There is an increase in people delaying retirement or ‘unretiring’. Unretirement is the phenomenon of taking up the reins again after a short period of stopping work. Early this year, Peloton hired a retired CEO, Howard Schultz returned to Starbucks and football star Tom Brady rejoined the NFL just 40 days after resigning. The main reason they all gave for returning? To help drive their organisation to greater heights. The cost of living crisis is another reason cited for working longer, with many unable to afford normal retirement. One in five British people who took part in a 3000-person poll said they expected to delay their retirement as a result of rising prices. Post pandemic, some retirees have realised they can work flexibly from home for companies desperate to fill labour shortages. Extended working lives are in part made possible because people today are generally healthier than generations past. It is not uncommon to have fully-functional individuals in their eighties.
Why is it important?
Businesses may find they now have four different generations in their workforce, all with differing needs. This could be advantageous as older people can transfer valuable skills to younger employees. However, there could also be a slowdown of newer employees entering companies which could result in a drop in new ideas.
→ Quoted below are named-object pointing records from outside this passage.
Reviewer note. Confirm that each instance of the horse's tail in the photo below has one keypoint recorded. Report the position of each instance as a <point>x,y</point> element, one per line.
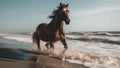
<point>34,37</point>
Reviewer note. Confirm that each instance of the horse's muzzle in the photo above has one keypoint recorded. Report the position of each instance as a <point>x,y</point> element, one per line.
<point>68,21</point>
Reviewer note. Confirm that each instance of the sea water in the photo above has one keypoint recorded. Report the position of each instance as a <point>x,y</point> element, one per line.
<point>92,49</point>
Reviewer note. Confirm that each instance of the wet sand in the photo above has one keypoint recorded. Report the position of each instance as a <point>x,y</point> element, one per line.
<point>22,58</point>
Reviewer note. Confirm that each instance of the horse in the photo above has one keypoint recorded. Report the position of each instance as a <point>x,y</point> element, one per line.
<point>54,30</point>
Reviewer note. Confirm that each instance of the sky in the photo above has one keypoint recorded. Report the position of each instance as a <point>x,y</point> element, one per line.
<point>85,15</point>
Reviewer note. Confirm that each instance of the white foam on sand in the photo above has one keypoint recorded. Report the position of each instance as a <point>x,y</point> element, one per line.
<point>91,54</point>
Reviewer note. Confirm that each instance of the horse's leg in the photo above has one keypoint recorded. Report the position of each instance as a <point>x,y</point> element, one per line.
<point>47,45</point>
<point>51,45</point>
<point>38,43</point>
<point>64,43</point>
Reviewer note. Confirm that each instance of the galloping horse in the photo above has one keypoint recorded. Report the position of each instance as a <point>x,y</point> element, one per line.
<point>53,31</point>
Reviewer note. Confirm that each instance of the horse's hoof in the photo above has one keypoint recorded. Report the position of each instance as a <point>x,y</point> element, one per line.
<point>66,47</point>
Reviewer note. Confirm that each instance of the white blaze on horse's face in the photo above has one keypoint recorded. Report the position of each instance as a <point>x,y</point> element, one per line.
<point>66,15</point>
<point>64,9</point>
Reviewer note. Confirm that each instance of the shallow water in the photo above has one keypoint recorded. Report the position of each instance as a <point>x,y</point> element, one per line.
<point>93,49</point>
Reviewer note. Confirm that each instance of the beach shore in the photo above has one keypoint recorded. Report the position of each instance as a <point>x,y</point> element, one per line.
<point>23,58</point>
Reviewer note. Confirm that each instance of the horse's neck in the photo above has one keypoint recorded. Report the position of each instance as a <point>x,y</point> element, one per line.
<point>56,24</point>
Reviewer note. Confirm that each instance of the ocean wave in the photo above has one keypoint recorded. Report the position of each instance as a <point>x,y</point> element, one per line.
<point>94,55</point>
<point>18,37</point>
<point>95,33</point>
<point>110,40</point>
<point>88,59</point>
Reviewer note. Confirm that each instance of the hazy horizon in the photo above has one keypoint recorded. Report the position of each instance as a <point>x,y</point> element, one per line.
<point>86,15</point>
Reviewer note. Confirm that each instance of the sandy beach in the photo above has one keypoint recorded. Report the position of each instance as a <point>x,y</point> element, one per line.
<point>22,58</point>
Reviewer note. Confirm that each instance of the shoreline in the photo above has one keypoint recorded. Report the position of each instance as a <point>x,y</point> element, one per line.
<point>23,58</point>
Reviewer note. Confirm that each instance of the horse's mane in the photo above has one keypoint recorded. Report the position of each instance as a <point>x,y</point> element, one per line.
<point>52,16</point>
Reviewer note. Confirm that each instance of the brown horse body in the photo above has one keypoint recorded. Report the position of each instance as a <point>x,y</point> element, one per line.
<point>53,31</point>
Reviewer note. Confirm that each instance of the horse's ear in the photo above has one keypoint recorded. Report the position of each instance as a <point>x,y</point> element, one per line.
<point>67,4</point>
<point>60,3</point>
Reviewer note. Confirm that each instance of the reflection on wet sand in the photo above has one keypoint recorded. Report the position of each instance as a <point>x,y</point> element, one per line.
<point>19,58</point>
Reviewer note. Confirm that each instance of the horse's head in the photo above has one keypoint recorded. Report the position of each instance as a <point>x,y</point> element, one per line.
<point>64,13</point>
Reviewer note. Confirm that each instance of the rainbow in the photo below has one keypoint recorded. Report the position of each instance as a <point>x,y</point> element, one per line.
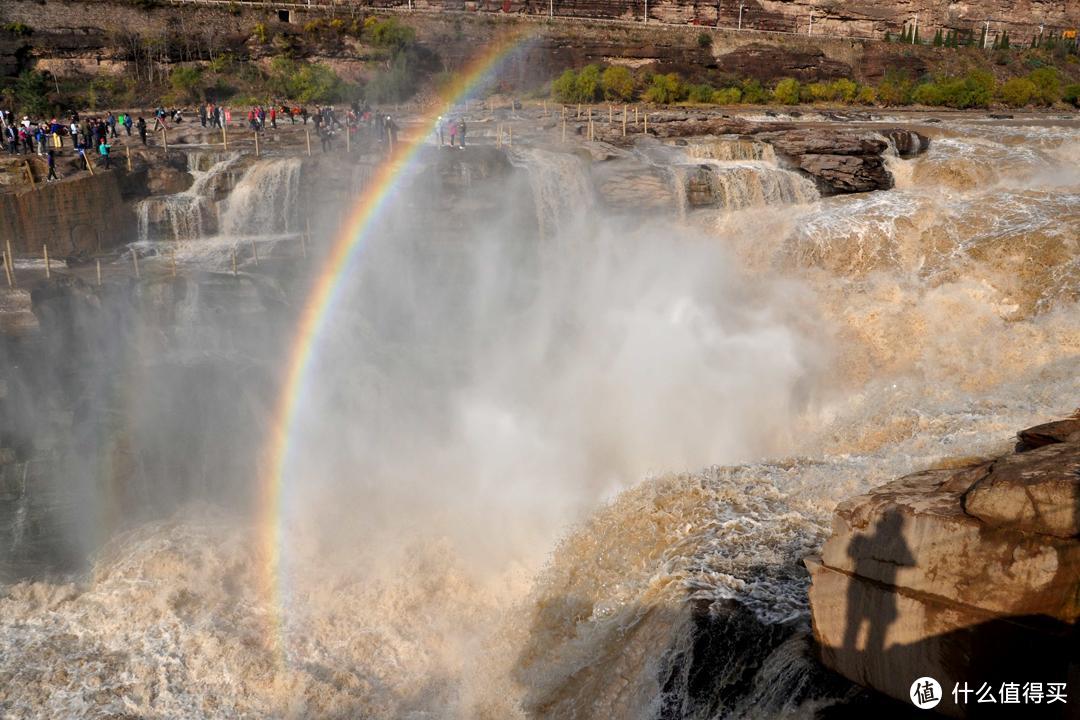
<point>313,321</point>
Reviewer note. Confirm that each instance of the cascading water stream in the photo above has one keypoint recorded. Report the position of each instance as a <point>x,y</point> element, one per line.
<point>814,347</point>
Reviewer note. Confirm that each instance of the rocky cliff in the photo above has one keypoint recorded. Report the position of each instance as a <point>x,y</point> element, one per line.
<point>968,574</point>
<point>102,38</point>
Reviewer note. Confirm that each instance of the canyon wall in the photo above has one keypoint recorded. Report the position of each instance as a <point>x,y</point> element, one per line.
<point>78,216</point>
<point>94,38</point>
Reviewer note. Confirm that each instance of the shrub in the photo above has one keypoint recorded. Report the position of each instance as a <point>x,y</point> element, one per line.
<point>664,89</point>
<point>929,93</point>
<point>700,94</point>
<point>589,85</point>
<point>842,90</point>
<point>391,34</point>
<point>618,83</point>
<point>565,86</point>
<point>786,92</point>
<point>186,81</point>
<point>305,82</point>
<point>1017,92</point>
<point>1071,94</point>
<point>727,96</point>
<point>753,92</point>
<point>1047,83</point>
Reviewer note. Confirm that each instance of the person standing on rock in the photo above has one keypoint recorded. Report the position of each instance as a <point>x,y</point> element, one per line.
<point>51,159</point>
<point>103,149</point>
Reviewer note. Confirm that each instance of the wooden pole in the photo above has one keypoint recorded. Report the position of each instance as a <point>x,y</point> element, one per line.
<point>10,259</point>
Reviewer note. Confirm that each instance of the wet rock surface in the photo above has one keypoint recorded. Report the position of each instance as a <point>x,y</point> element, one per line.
<point>961,574</point>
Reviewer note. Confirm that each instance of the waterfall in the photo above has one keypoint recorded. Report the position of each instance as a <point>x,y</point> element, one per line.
<point>731,149</point>
<point>736,186</point>
<point>562,188</point>
<point>188,215</point>
<point>265,200</point>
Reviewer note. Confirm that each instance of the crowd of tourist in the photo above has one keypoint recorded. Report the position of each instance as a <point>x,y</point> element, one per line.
<point>89,138</point>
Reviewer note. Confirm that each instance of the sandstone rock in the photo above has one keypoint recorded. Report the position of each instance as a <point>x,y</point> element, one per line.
<point>1061,431</point>
<point>1037,491</point>
<point>166,180</point>
<point>840,174</point>
<point>963,574</point>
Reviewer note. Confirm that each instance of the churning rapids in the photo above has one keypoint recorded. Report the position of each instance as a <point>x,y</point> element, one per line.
<point>571,471</point>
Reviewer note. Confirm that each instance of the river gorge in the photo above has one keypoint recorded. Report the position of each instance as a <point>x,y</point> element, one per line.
<point>579,412</point>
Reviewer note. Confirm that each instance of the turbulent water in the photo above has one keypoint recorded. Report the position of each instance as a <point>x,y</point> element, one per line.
<point>521,476</point>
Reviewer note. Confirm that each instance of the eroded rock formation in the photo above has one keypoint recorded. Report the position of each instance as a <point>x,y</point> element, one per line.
<point>968,574</point>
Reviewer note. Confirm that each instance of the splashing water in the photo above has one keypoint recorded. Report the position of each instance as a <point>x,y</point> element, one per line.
<point>499,511</point>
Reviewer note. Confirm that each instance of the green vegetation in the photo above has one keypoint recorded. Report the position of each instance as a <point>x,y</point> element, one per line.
<point>976,89</point>
<point>187,82</point>
<point>665,89</point>
<point>1071,94</point>
<point>786,92</point>
<point>305,82</point>
<point>618,83</point>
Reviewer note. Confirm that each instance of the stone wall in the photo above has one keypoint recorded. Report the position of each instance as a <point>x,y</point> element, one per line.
<point>76,216</point>
<point>88,37</point>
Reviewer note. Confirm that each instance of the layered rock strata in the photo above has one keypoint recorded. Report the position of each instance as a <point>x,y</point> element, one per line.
<point>970,575</point>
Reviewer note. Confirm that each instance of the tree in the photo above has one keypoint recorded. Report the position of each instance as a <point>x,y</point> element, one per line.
<point>1017,92</point>
<point>786,92</point>
<point>664,89</point>
<point>589,84</point>
<point>1048,85</point>
<point>618,83</point>
<point>186,81</point>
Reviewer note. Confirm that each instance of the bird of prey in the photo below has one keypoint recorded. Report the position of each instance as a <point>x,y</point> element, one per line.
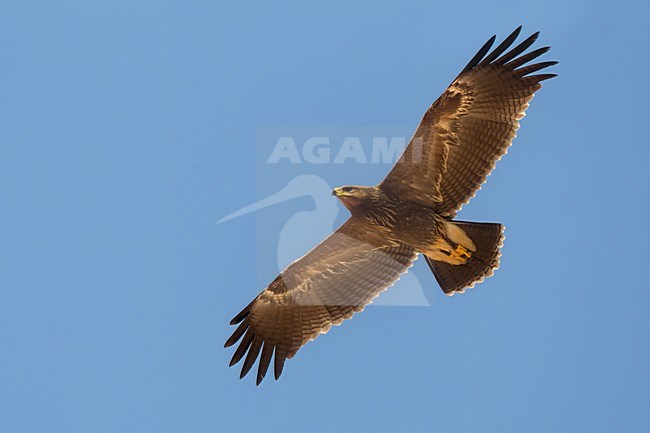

New employees tend to bring with them a fresh perspective on the business and are able to identify blindspots. This is extremely valuable for keeping an organisation relevant. With later retirement, pension contributions to employees will be extended, but this should be balanced by the costs of recruiting and training new employees.
What can businesses do about it?
Businesses can work towards understanding what employees of different generations need in order to perform their work effectively. They should value their senior employees, the boomer generation, and recognise the contribution they make to the organisation. Can an employee be forced to retire? This depends on whether the employment contract includes an official retirement age. If the contract doesn’t specify a retirement age, the employer and employee need to discuss and reach an agreement about the retirement age or date and this should be confirmed in writing. When it comes to employees’ retirement, South African labour legislation does not make provision for a retirement age, however a company wide retirement policy is advisable to avoid disputes.